# Can these Band-gap specifications be attributed to a Half-Semiconductor material?

A Half-Semiconductor is a material with a narrow band-gap for one spin channel and a wide band-gap for the other channel. Knowing that for this material :

$$E_{gap}(up)$$ = 0.9609 eV

$$E_{gap}(down)$$ = 2.4974 eV

Can I consider the spin-up gap as narrow, and the spin-down as wide and call it a Half-Semiconductor material ?

• I would say to find an actual source for this cutoff, but Wikipedia suggests 1.11 eV or lower as a narrow bandgap.
– Tyberius
Aug 29 '21 at 18:31
• Thanks, that's a good starting source but as you have said I must find a real scientific source. Aug 30 '21 at 3:16

• For the up-spin channel, you can absolutely consider it as a semiconductor; for the down-spin channel, you can consider it as an insulator (may someone also consider it as a semiconductor, just different conventions). Thus, you can say your material is a half-semiconductor (HSC). (HSC is a semiconductor in one spin channel but an insulator in the other spin channel.)

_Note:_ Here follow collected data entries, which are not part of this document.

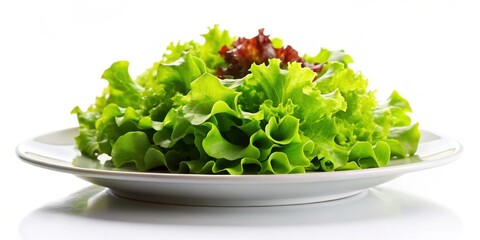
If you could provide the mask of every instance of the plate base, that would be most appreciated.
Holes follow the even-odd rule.
[[[117,197],[126,198],[135,201],[186,205],[186,206],[205,206],[205,207],[268,207],[268,206],[287,206],[299,204],[312,204],[328,201],[336,201],[349,197],[354,197],[367,189],[343,192],[331,195],[321,195],[308,198],[287,198],[287,199],[197,199],[185,197],[171,197],[163,195],[139,194],[136,192],[109,189],[109,192]]]

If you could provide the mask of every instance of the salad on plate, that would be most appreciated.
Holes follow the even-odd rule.
[[[344,51],[300,55],[263,29],[171,43],[132,78],[102,75],[95,103],[75,107],[77,148],[117,168],[191,174],[289,174],[386,166],[415,154],[420,130],[394,91],[378,100]]]

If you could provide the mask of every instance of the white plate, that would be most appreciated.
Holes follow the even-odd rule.
[[[118,196],[185,205],[269,206],[341,199],[405,173],[447,164],[462,152],[456,140],[422,130],[415,156],[392,160],[383,168],[285,175],[154,173],[114,169],[81,156],[73,140],[77,131],[72,128],[29,139],[17,147],[17,155],[33,165],[108,187]]]

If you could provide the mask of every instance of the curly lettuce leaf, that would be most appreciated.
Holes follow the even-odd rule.
[[[141,104],[141,92],[143,88],[136,84],[128,72],[128,62],[119,61],[113,63],[110,68],[104,71],[102,78],[108,81],[108,86],[103,94],[97,97],[96,103],[91,105],[87,111],[75,107],[72,113],[77,114],[80,125],[79,135],[75,138],[77,146],[82,154],[89,157],[106,152],[110,153],[108,138],[104,131],[99,128],[99,120],[110,118],[112,108],[109,104],[119,107],[138,108]],[[128,131],[128,130],[127,130]],[[125,131],[126,132],[126,131]],[[116,138],[120,134],[116,134]]]
[[[225,61],[218,54],[219,50],[223,46],[231,46],[235,38],[231,37],[228,31],[220,30],[218,25],[209,28],[202,37],[205,39],[205,43],[198,47],[197,55],[205,62],[207,71],[213,74],[219,66],[225,65]]]
[[[134,163],[140,171],[165,165],[165,157],[159,151],[150,151],[150,140],[144,132],[133,131],[122,135],[112,148],[112,162],[116,167]],[[155,156],[152,156],[155,155]]]
[[[330,51],[326,48],[320,49],[315,56],[305,54],[303,58],[309,63],[340,62],[345,65],[353,63],[353,58],[343,50]]]
[[[208,32],[203,34],[204,43],[197,43],[194,40],[188,42],[171,42],[166,49],[166,53],[163,54],[162,59],[155,62],[152,67],[145,70],[140,76],[137,77],[136,82],[141,86],[148,85],[154,82],[157,77],[158,66],[160,64],[170,64],[185,56],[187,52],[193,52],[196,56],[201,58],[205,64],[206,71],[209,73],[215,73],[219,66],[225,65],[225,61],[218,54],[218,51],[222,46],[231,46],[234,38],[230,36],[228,31],[221,30],[218,25],[213,28],[209,28]]]
[[[268,66],[253,64],[250,75],[241,87],[241,104],[246,110],[255,111],[264,101],[270,100],[274,106],[295,102],[303,95],[303,89],[311,85],[315,73],[302,68],[299,63],[291,63],[288,70],[280,68],[279,59],[271,59]]]
[[[135,83],[128,73],[128,62],[119,61],[105,70],[102,78],[108,81],[104,95],[106,103],[115,103],[120,107],[138,108],[143,89]]]
[[[217,77],[204,74],[191,83],[191,88],[185,97],[188,103],[183,106],[185,118],[191,124],[199,125],[219,112],[239,115],[237,98],[240,93],[223,86]]]

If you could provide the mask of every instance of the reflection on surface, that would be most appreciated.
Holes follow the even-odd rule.
[[[24,239],[453,239],[450,210],[389,189],[315,204],[196,207],[132,201],[90,186],[28,215]]]

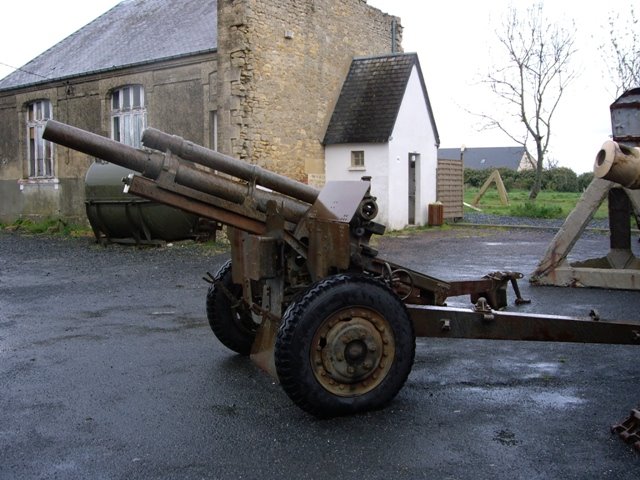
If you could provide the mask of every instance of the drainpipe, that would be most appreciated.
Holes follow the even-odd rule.
[[[396,53],[397,45],[396,45],[396,30],[398,29],[398,19],[393,18],[391,20],[391,53]]]

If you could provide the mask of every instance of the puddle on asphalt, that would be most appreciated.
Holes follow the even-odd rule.
[[[586,400],[575,395],[572,389],[546,387],[538,380],[553,379],[561,370],[558,362],[500,362],[500,370],[505,372],[505,383],[491,386],[469,386],[463,388],[462,395],[465,399],[475,397],[477,401],[494,403],[500,406],[506,405],[534,405],[534,408],[566,409],[586,403]],[[509,372],[507,374],[507,372]],[[500,373],[493,376],[493,380],[499,382]],[[524,380],[523,384],[520,384]],[[534,383],[529,385],[529,380]],[[508,383],[514,382],[513,386]]]
[[[556,392],[540,392],[531,396],[531,399],[540,405],[547,408],[568,408],[573,405],[582,405],[586,403],[583,398],[578,398],[573,395],[563,395]]]
[[[482,399],[482,401],[499,405],[524,405],[533,403],[536,407],[541,408],[565,409],[586,403],[586,400],[573,395],[572,392],[531,392],[523,387],[470,387],[464,389],[464,397],[466,400],[470,398],[469,393]]]
[[[527,369],[533,370],[523,375],[523,378],[545,378],[558,372],[559,364],[557,363],[530,363],[526,365]]]

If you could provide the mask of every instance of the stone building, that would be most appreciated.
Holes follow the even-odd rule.
[[[354,57],[401,52],[366,0],[124,0],[0,80],[0,221],[84,221],[87,156],[48,118],[139,146],[153,126],[296,180],[322,144]]]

• One more thing you should check is the band alignment (don't mix the HSG and bipolar magnetic semiconductors (BMS)), seeing (d) and (f) below:

• PS: As @Tristan Maxson said, it's hard to identify insulators (with a large bandgap) and semiconductors (with a moderate or small bandgap) with a definitive gap value.

• Finally how you obtained these gaps listed above? DFT, HSE06, or GW? I suggest that you calculate them with HSE06 or GW. DFT usually underestimates the bandgap of the semiconductors. If the GW gap of the up-spin channel is below 1.5eV and the GW gap of the down-spin channel is above 3eV, then it must be classified into HSCs.

• These results were obtained using GGA+U. Sep 1 '21 at 4:52

I think you will be hard pressed to find a definitive answer, however I would say you are within reason to call it a half semiconductor. Just be aware that this doesn't seem to be a well defined term and you may need to give the audience / reader a prompting on what you mean by half semiconductor.